In 1966 the organization selected a porpoise to represent it, chosen as a likeable animal which might do for their cause what Smokey the Bear did for the U.S. Forest Service. In the late 1960s it launched an initiative to raise awareness and promote protection of estuarine areas along the Atlantic Coast.

In New Jersey, it helped to pass multiple pieces of conservation legislation. The Major Coastal Area Facility Review Acts declares the state's coastal waters a "unique and irreplaceable resource" and requires potential developers to secure permits to build on the coast. It also required a coastal inventory and the preparation of an environmental strategy. The Freshwater Wetlands Protection Act of 1987 extended state and federal protections of waterways from coastal and navigable waters to freshwater wetlands, stopping "unnecessary or undesirable alteration or disturbance".

In 1978, when groynes and jetties were the most common ways to repair beaches and limit the amount of sediment movement, the Littoral Society advocated a form of beach repair: piping the ocean floor from 2–3,000 feet from the shore onto the beach to replace lost sand.

In the 1980s, the organization worked with Greenpeace to protest NL Industries, which dumped more waste into the Atlantic Ocean than any other company. It ran its first New York beach cleanup in 1985.

In the 1990s, when the state of New Jersey began issuing fines to people fishing and crabbing in Newark Bay and the Hackensack River, where it was illegal due to pollution, the Littoral Society argued the fines were unfair when the state was not taking sufficient action to require companies that created the pollution to work to fix it.

== Activities ==
The focus of the organization's activities are coasts between high- and low-tide and all of the estuaries, tide pools, and other features and wildlife in that zone. Its educational programs include hiking and scuba diving field trips, and lectures as well as publishing newsletters and other materials. Its members tag fish to learn about their growth and movement, and conduct research in the service of is legislative conservation goals. According to The New York Times, in 1979 it operated "the nation's largest volunteer fishtagging program", responsible for tagging over 130,000 fish. It has run "fishtagging rodeos" wherein the society teaches people about tagging then fishers compete to see who can catch and tag the most. Some of its events are food themed, with members catching, cooking, and eating fish, mussels, and seaweed.

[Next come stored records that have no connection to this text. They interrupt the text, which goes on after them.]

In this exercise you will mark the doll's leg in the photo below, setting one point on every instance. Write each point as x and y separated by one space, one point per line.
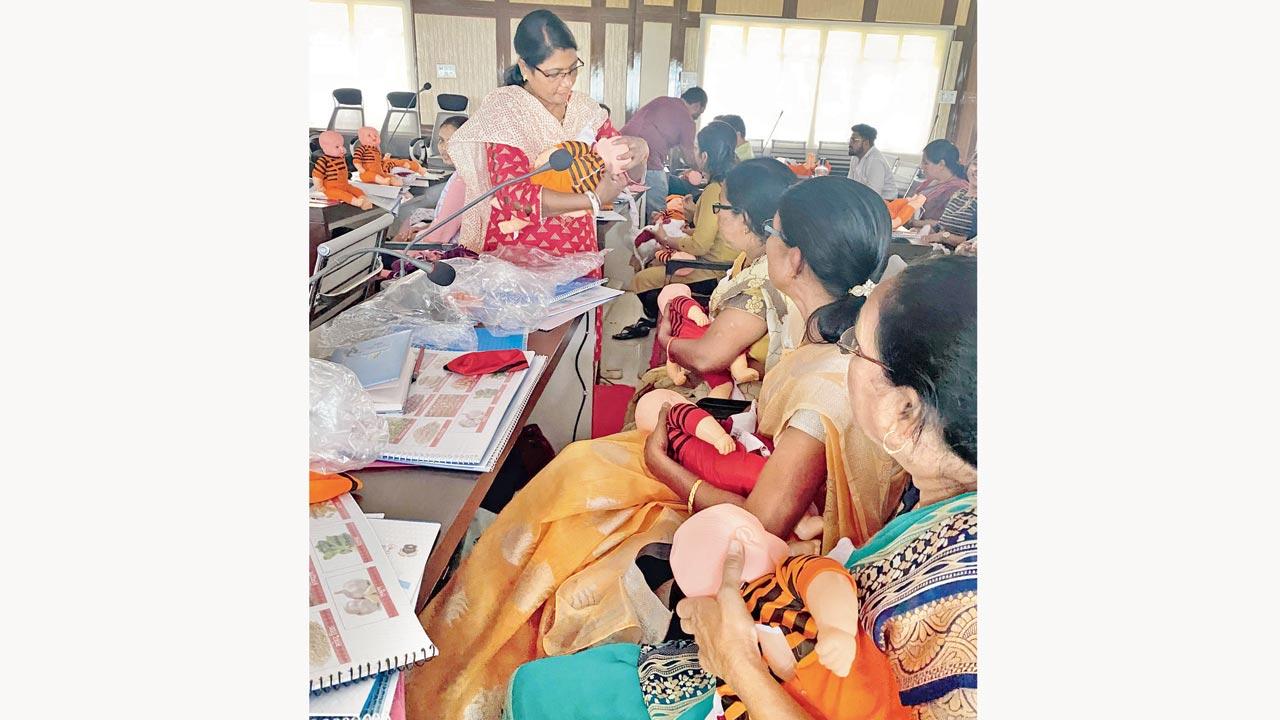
676 373
721 384
741 372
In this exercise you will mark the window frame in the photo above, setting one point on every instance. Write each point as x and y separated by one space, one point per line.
946 39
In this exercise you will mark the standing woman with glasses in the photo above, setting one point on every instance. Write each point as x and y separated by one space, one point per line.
535 110
714 156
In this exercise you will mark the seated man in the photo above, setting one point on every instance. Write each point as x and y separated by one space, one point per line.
868 165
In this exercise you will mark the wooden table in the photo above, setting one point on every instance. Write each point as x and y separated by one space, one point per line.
451 497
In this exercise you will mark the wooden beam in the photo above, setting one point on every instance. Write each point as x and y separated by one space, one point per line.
869 9
949 12
502 19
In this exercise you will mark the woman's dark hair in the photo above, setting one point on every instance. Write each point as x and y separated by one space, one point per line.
538 35
928 337
734 122
841 228
755 187
944 151
720 142
453 122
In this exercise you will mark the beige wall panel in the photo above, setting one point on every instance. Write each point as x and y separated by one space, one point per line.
949 82
566 3
465 42
830 9
763 8
654 60
693 50
910 12
616 72
583 35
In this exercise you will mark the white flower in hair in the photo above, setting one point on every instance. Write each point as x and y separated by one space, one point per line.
862 290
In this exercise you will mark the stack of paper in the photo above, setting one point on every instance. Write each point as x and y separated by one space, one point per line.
460 422
565 310
384 367
361 620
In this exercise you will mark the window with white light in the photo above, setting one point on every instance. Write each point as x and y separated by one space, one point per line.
823 77
356 44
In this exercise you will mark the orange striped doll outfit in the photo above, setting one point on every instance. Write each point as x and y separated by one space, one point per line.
869 692
336 180
369 158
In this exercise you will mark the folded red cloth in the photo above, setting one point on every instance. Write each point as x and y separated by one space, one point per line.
488 361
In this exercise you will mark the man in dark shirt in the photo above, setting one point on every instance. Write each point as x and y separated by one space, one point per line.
666 124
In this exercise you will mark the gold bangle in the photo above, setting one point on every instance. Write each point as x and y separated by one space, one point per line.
693 491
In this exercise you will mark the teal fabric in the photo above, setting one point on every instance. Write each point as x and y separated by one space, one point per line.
598 683
895 529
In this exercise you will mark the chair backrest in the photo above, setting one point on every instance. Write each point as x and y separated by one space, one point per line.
348 112
836 154
451 103
402 124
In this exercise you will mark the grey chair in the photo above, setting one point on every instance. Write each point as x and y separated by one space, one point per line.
348 113
451 105
402 127
836 154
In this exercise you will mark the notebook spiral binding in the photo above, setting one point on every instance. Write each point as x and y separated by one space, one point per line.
360 671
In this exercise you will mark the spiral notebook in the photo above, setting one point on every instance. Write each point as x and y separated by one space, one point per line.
361 621
460 422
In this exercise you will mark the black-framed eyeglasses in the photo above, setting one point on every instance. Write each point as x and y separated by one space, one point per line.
773 231
848 345
558 74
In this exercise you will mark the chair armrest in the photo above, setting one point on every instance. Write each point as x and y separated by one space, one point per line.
672 265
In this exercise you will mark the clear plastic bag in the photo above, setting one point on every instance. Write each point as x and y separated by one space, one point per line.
558 268
506 299
346 432
366 322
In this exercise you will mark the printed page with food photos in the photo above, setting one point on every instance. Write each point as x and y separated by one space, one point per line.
451 418
361 620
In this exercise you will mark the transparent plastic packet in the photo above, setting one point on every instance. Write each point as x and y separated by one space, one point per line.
346 432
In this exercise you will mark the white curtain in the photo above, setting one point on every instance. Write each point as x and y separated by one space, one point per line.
356 44
824 77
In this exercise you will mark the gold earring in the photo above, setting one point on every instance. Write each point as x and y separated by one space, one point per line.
885 442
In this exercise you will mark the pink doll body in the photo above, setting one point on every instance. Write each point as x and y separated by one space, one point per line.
330 173
689 320
805 609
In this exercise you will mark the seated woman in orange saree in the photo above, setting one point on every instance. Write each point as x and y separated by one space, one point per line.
557 570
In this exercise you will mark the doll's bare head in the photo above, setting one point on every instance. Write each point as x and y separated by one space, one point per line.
700 543
650 405
332 144
671 292
368 137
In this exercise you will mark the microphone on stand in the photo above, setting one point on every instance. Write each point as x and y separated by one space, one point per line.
442 273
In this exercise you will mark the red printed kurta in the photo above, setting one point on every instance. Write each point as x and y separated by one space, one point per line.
558 235
522 201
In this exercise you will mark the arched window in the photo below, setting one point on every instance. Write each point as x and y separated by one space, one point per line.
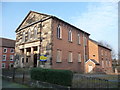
59 32
70 35
35 32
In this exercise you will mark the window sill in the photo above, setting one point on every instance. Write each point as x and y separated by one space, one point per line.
59 38
3 60
58 62
70 41
70 62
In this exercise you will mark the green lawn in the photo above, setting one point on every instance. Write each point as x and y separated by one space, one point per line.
7 84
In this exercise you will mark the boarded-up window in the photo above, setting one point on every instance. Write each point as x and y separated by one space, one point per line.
35 32
59 56
70 35
70 57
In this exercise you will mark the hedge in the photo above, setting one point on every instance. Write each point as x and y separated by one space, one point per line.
60 77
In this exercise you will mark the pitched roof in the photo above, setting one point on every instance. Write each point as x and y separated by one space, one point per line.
5 42
51 16
99 44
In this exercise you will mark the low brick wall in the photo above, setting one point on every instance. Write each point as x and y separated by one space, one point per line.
39 84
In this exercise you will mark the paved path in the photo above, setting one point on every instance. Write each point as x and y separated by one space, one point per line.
8 84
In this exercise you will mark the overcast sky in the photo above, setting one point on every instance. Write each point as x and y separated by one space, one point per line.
98 19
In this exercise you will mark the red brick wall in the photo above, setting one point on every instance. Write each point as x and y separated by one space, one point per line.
106 68
65 46
7 62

Since 1985, the organization runs a yearly beach cleanup effort in New York, recruiting thousands of volunteers. It began as a smaller effort focused in New York City but expanded throughout the state. According to the New York Times, 5,858 people turned out for the 1994 event, cleaning 548 miles of coastline, and picked up over 100,000 pounds of debris. The group catalogs the kinds of waste volunteers pick up, publishing a list. In the 1994 cleanup there were 36,460 cigarettes, for example, with the other common items including plastic wrappers, glass, plastic bags, and straws.

Between May and October, its divers study New Jersey's coasts, producing reports about the range of marine life that exists there and any human-created problems which may have arisen since the previous year. Starting in 1968, it organized a yearly event called "Your Future in the Sea", comprising films, lectures, and panels which share, explain, and promote coastal research and relevant careers. Nelson Bryant of The New York Times credited one of its early symposiums which first raised public awareness of the ecological dangers of the pesticide DDT based on its impact on a Lake Michigan fishery.

Operation Oyster is one of its programs to increase the number of oysters in New Jersey after pollution and other factors significantly reduced populations over previous decades. It also encourages recycling oyster shells, such as those from restaurants, to help restore reefs.

It operates an educational center in Cape May County, New Jersey, the Institute of Coastal Education.